TROUBLE STARTING AFTER LOWER AND UPPER INTAKE MANIFOLD GASKETS REPLACED
1994 Buick Century
November, 19, 2010 AT 3:08 PM
To make a long process short- I removed every component that would keep me out from the lower intake manifold--fuel rail assembly, ignition coil, alternator, power steering pump, upper intake manifold etc.
Anyways when the moment came to finally getting the gaskets replaced I succeeded, and proceded by putting the push rods back in place exactly how I removed them only doing one side of the block at a time. Since I have a v6 it was pistons 1, 3 & 5, the closet to the radiator. And then I did the other gaskets(after I torqued down the other side to specifications). Dont know if I was supose to do that or not. The push rods sat in the lifters appropriatley and in the rocker arm galleys. The next thing I did was put the whole engine back together and tried to start the car. Well it didnt start. We called a friend and he said you have to tighten each rocker arm with its piston in TDC. Ok well I thought that was the reason so I took off the valve covers only, loosened the rocker arms on the front side first, put each piston at TDC and adjusted the rocker arm torque for BOTH push rods per one piston. Then I moved on to do the next piston and then the next and then the next in NO specific order. After was all complete the car still did not crank.
I am completley stumped and I dont know what to do. I reloosened the rocker arms to check if the push rods were bent and nothing. PLEASE ANY HELP WOULD BE WONDERRFUL. THIS IS THE ONLY TRANSPORTATION ME AND MY FIANCE HAVE.I AM FAIRLY SKILLED IN MECHANICS. BUT PLEASE HELP!
Are you saying it cranks good but won't start? I can't tell what you've done from here? If it cranks good, do you have good spark at the plugs? Good fuel pressure, use a gage. Good compression?
November, 19, 2010 AT 3:30 PM
Yours is a very simple engine to work on. If you torqued the rocker's down with each cylinder at TDC, then I'd say you got that right. You can double check by doing a compression check on each cylinder. If compression measures to spec, you're good.
If you are good, then you want to do a regular "No start" procedure.
This begins with checking for spark. No spark will be due to the following: Bad coil, loose/broken wires/connectors to coil, or no signal to the coil. No signal to the coil will be due to a bad crank/camshaft sensor not sending a signal to the computer, or the computer itself, or the wiring/connectors.
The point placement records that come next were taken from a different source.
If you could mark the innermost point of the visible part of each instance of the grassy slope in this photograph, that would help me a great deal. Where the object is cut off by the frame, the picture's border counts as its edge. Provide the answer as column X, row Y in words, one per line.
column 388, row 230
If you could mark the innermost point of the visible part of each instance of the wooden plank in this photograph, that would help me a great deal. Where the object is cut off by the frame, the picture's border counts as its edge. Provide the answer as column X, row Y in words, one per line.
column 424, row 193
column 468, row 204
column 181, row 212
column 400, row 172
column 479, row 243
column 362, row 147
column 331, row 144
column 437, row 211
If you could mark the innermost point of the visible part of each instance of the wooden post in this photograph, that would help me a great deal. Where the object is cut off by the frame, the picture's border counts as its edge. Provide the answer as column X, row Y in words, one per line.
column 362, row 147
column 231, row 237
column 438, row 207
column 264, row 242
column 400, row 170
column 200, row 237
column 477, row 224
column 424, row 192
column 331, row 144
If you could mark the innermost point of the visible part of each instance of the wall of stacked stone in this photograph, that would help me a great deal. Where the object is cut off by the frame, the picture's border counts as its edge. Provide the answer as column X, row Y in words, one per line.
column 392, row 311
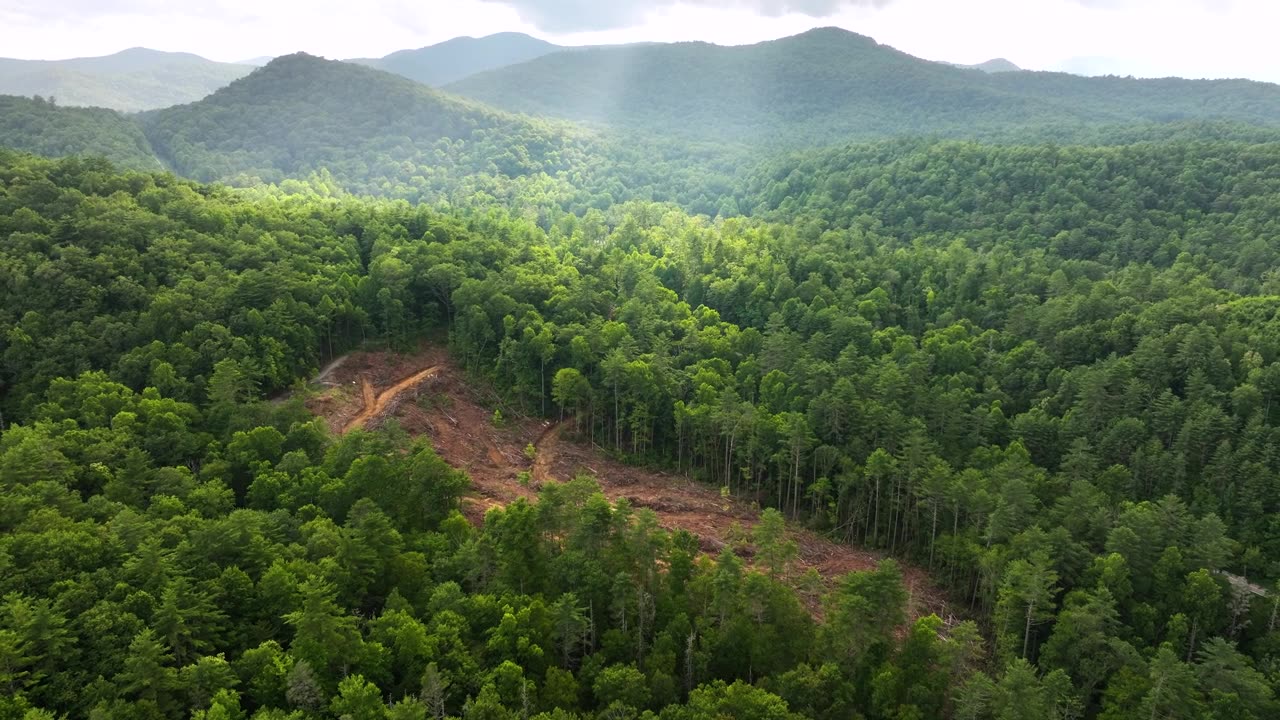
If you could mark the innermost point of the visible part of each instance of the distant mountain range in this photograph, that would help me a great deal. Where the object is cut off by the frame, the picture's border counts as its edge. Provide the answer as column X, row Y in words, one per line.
column 129, row 81
column 581, row 110
column 996, row 65
column 833, row 86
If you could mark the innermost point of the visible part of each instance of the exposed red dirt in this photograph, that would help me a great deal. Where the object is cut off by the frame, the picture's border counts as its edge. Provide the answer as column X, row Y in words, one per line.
column 429, row 397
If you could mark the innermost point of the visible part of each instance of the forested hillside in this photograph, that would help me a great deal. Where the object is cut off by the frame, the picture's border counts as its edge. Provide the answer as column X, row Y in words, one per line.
column 40, row 126
column 1008, row 342
column 462, row 57
column 830, row 86
column 1042, row 374
column 369, row 132
column 128, row 81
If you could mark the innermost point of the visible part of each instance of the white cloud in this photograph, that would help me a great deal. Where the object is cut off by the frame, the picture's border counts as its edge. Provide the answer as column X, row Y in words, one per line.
column 1146, row 37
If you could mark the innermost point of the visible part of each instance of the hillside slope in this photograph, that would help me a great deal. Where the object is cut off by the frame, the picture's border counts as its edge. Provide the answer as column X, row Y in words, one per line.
column 300, row 114
column 831, row 85
column 44, row 128
column 462, row 57
column 128, row 81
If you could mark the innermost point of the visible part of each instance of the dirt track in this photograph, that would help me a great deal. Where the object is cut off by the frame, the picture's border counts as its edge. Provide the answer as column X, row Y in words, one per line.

If you have spark, then you check fuel. Use a pressure gauge to measure pressure from the pump. If no pressure, pump is bad or wiring/connector, relay, etc. If pressure is good, then check that the injectors are firing. Use an automotive stethoscope to listen to each injector. If they're not firing, then you need to check wiring/connector, computer, sensors, etc.
If you have spark and fuel, and compression, then your engine will fire no matter what. Doesn't mean it'll run good though. So you are obviously missing one/more of these components. You'll just need to do a process of elimination. But don't forget to double check your work and make sure all wires/connectors are plugged in.